Published: Thursday, 28th April 2016
The Court of Appeal has delivered a key ruling on the meaning of “inappropriate development” in the Green Belt.
This followed a case involving a proposal to extend a nursery with a large glasshouse covering some 92,000 square metres located within the Lee Valley Regional Park on the north-eastern flank of Greater London. Valley Grown Nurseries planned to use the glasshouse to grow tomatoes and peppers.
The site in question was in Green Belt and less than a kilometre from the Lee Valley Special Protection Area (SPA) and Ramsar site. Permission for the scheme was given by Epping Forest District Council.
The Regional Park Authority had objected to the proposal citing harm to the Green Belt, alleged conflict with policy in the National Planning Policy Framework (NPPF) and the development plan as well the impact the development might have on the SPA. It unsuccessfully challenged the permission in the High Court and now at the Court of Appeal.

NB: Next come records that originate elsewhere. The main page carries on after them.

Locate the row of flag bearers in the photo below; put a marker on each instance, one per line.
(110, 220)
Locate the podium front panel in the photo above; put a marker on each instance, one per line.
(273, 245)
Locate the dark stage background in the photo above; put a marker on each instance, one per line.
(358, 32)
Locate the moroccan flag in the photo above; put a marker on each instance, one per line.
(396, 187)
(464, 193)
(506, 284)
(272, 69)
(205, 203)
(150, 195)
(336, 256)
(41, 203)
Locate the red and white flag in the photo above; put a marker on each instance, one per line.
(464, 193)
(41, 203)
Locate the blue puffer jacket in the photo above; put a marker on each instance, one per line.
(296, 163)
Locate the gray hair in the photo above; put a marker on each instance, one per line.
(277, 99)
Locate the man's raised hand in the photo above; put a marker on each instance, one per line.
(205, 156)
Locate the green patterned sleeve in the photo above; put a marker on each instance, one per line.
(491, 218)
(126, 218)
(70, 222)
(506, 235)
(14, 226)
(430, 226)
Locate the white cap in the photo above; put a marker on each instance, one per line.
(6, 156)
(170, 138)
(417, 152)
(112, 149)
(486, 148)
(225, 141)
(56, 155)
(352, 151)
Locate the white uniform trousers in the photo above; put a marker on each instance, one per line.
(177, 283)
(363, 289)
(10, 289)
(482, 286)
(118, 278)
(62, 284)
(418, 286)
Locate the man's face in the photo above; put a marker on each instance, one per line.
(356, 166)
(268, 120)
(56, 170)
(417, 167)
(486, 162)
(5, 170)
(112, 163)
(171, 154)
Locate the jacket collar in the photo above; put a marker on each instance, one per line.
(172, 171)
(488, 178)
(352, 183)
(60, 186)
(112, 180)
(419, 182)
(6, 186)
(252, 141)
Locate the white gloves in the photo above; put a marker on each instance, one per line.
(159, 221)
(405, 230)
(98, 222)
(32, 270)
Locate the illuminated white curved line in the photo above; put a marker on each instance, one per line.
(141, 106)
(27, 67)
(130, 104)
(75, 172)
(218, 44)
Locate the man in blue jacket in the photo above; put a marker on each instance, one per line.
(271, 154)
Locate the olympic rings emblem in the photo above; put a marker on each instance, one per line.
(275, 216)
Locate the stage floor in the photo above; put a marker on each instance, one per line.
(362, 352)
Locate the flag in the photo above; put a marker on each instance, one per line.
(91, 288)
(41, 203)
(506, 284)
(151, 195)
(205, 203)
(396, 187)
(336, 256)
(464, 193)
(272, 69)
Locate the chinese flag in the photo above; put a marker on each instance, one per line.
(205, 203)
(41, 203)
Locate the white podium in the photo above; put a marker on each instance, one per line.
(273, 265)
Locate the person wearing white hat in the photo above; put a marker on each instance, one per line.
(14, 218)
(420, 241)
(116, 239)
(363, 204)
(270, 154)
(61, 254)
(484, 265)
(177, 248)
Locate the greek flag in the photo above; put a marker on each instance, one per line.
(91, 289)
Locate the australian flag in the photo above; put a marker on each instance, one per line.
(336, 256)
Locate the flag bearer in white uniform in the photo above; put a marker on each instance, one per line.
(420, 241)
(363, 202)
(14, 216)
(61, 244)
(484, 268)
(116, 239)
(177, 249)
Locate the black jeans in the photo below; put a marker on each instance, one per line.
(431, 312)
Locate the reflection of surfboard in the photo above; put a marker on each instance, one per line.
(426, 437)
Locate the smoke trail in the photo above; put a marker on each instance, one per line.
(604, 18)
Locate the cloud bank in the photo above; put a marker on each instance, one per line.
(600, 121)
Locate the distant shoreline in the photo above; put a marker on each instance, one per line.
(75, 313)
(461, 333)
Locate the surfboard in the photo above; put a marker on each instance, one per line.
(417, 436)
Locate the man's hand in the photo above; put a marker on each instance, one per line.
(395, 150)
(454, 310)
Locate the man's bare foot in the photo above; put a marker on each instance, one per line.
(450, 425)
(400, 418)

The appeal raised wide ranging issues concerning the interplay between the statutory presumption in favour of the development plan and the NPPF, the requirements of the Habitats Directive, and the meaning and effect of NPPF policy for the construction of agricultural buildings in the Green Belt.
According to 39 Essex Chambers, whose Peter Village QC and Ned Helme appeared for Valley Grown Nurseries, the principal issue in the case concerned the consequences of a proposal being appropriate (or “not inappropriate”) development in the Green Belt. They successfully defended the appeal on all grounds.